Lake Minnewanka is at the other end of Banff and seems to be the place where the locals go for their time off. There is a café here, canoes to hire and also the much publicized Boat Cruise on the Lake. It is quite a large body of dammed water with what appears to be a small hydro power plant. We encountered a mob of deer on the side of the road, seemed to be mum deer with a number of relatively new-born hanging nearby. They got a bit skittish if you got too close, apparently they will have a run at you if they feel threatened.
The Bow Valley Parkway is the old road that linked Banff with Lake Louise until the Trans Canada Highway was built. The two roads run alongside each other on opposite sides of the Bow River. Lower down beside the river runs the railway line on which we travelled in the Rocky Mountaineer, no wonder the scenery was looking a bit familiar! At least though we could stop here and there for a good look!

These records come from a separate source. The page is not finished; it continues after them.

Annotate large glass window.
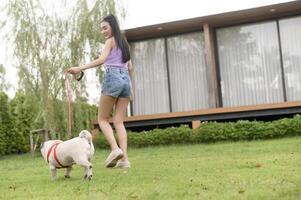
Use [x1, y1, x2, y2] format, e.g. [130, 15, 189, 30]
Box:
[279, 17, 301, 101]
[167, 32, 209, 112]
[217, 21, 284, 107]
[131, 39, 170, 115]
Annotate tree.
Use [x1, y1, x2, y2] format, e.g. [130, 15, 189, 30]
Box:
[2, 0, 120, 138]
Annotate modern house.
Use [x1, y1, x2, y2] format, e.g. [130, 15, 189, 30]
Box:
[95, 1, 301, 131]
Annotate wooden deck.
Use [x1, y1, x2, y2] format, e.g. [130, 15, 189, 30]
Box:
[93, 101, 301, 131]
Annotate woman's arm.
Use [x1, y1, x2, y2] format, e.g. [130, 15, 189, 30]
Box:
[68, 37, 114, 74]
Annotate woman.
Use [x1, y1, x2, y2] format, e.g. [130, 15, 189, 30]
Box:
[68, 15, 133, 168]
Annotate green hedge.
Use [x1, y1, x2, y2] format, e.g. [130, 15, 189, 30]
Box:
[94, 115, 301, 148]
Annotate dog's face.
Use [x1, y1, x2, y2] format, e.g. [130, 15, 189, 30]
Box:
[79, 130, 92, 142]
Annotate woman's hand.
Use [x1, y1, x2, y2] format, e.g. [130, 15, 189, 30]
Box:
[67, 67, 82, 75]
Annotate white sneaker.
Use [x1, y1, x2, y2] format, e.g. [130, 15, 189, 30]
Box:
[115, 160, 131, 168]
[105, 148, 123, 167]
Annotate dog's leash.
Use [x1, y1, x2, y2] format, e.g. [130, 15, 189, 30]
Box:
[63, 70, 84, 139]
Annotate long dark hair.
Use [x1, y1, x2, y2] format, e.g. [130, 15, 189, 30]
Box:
[102, 14, 131, 62]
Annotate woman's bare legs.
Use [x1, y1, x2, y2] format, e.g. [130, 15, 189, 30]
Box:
[98, 95, 118, 150]
[113, 98, 130, 161]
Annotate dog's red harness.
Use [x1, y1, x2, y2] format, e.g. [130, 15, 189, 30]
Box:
[47, 140, 67, 168]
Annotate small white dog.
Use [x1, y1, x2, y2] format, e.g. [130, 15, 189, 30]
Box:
[41, 130, 94, 180]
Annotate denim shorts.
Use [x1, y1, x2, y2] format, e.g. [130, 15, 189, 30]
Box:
[101, 66, 132, 98]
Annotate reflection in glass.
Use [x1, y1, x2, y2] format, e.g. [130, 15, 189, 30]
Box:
[217, 22, 284, 107]
[131, 39, 170, 115]
[167, 32, 209, 111]
[279, 17, 301, 101]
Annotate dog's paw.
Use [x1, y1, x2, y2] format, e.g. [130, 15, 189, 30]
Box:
[65, 175, 71, 178]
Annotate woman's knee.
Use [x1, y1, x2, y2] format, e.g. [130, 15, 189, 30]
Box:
[113, 117, 123, 127]
[98, 117, 109, 125]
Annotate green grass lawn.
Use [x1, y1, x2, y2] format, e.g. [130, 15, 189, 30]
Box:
[0, 137, 301, 200]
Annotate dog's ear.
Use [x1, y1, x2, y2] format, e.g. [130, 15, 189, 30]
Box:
[79, 131, 87, 138]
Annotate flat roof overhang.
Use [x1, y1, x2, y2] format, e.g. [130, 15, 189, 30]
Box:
[125, 1, 301, 42]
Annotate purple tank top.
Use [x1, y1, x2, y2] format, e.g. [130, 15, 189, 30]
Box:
[104, 47, 126, 67]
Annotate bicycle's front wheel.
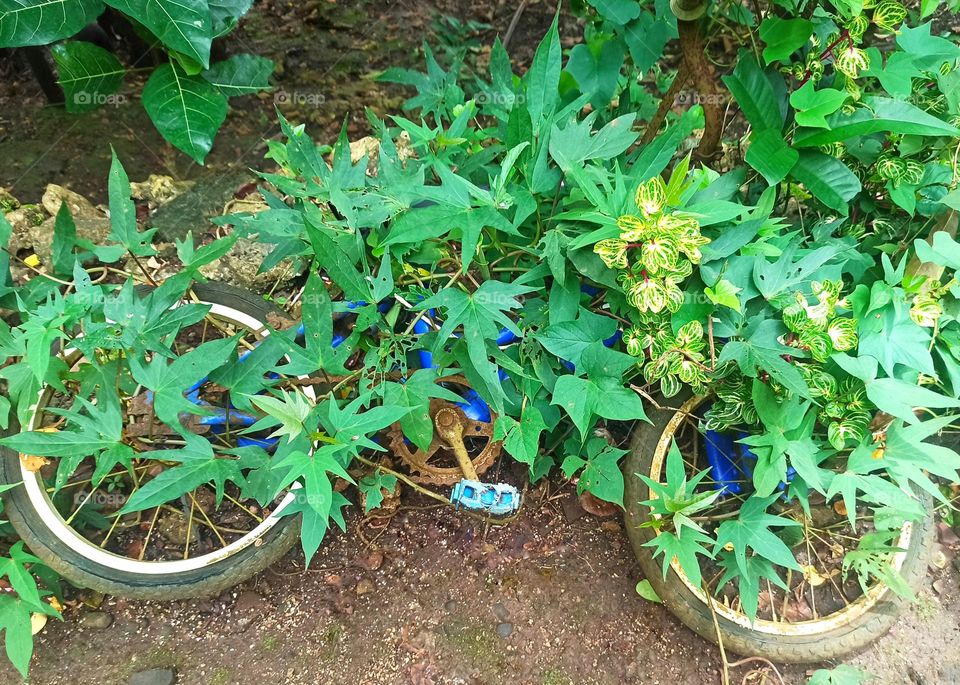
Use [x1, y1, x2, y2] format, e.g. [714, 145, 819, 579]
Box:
[623, 393, 935, 663]
[0, 283, 299, 600]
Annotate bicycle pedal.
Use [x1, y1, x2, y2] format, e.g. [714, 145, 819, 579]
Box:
[450, 478, 520, 516]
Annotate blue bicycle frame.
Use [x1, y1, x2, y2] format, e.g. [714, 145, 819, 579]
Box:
[185, 286, 757, 514]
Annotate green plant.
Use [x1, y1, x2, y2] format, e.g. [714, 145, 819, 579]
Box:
[0, 0, 273, 164]
[0, 1, 960, 682]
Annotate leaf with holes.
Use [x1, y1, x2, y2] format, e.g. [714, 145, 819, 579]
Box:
[202, 55, 274, 97]
[107, 0, 213, 68]
[0, 0, 103, 48]
[143, 63, 227, 164]
[50, 40, 126, 112]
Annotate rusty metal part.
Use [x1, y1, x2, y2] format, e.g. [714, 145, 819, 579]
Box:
[388, 376, 502, 485]
[124, 393, 210, 438]
[433, 407, 480, 480]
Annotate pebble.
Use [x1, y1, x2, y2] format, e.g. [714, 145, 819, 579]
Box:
[80, 611, 113, 630]
[233, 590, 269, 612]
[127, 668, 177, 685]
[493, 602, 510, 622]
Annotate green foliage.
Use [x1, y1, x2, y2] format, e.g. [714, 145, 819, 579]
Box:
[0, 0, 960, 682]
[0, 0, 273, 164]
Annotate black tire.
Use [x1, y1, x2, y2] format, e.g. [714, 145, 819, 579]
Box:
[0, 283, 300, 600]
[623, 394, 936, 663]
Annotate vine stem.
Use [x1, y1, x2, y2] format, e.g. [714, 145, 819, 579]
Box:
[703, 583, 730, 685]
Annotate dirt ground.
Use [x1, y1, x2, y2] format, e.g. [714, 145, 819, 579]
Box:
[0, 0, 576, 202]
[0, 0, 960, 685]
[0, 486, 960, 685]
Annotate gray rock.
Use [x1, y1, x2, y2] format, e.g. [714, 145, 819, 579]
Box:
[493, 602, 510, 621]
[40, 183, 103, 219]
[200, 238, 299, 291]
[80, 611, 113, 630]
[26, 214, 110, 264]
[127, 668, 177, 685]
[146, 169, 256, 242]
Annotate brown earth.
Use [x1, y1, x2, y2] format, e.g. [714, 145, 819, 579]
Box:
[0, 486, 960, 685]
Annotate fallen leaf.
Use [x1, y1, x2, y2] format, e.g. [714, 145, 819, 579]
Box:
[20, 454, 50, 473]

Spent a little time at Johnston Canyon, this is an old tourist spot dating from early 1900s. We set out along the pathway leading to the lower falls, however Homealone pulled out of the walk when it continued along a walkway attached to the side of the canyon. Allthego continued and found there were a further two such suspended walkways before reaching the falls. A good view was had of these by going through a narrow tunnel for a few metres to a small viewing area. The only problem was there was a queue to do this, made up of a lot of selfie takers at the other end. An endless wait of self indulgence! Now if you think Allthego has a problem here then you are right! One or two selfies is fine, but there has to be a limit……………or does there?
We left the Parkway at Castle Mountain and went down the road towards Kootenay National Park. Down this way there is a spot that marks the Continental Divide, there are a number of these markers down through the Rockies and their importance rests in dividing British Columbia from Alberta. On the western side water flows to the Pacific and on the eastern side towards the sea to the north of Canada and the Atlantic.
There is a drop loo just on the British Columbia side and Allthego thought he would contribute to the Pacific flow, there was no such facility on the Alberta side. The road down here also ran in places beside the Vermilion River, a glacial fed shallow milky green stream racing across a rocky bottom.
We returned to Banff along the Trans Canada Highway, a speed way compared to the Bow Valley Parkway. We now head for Lake Louise.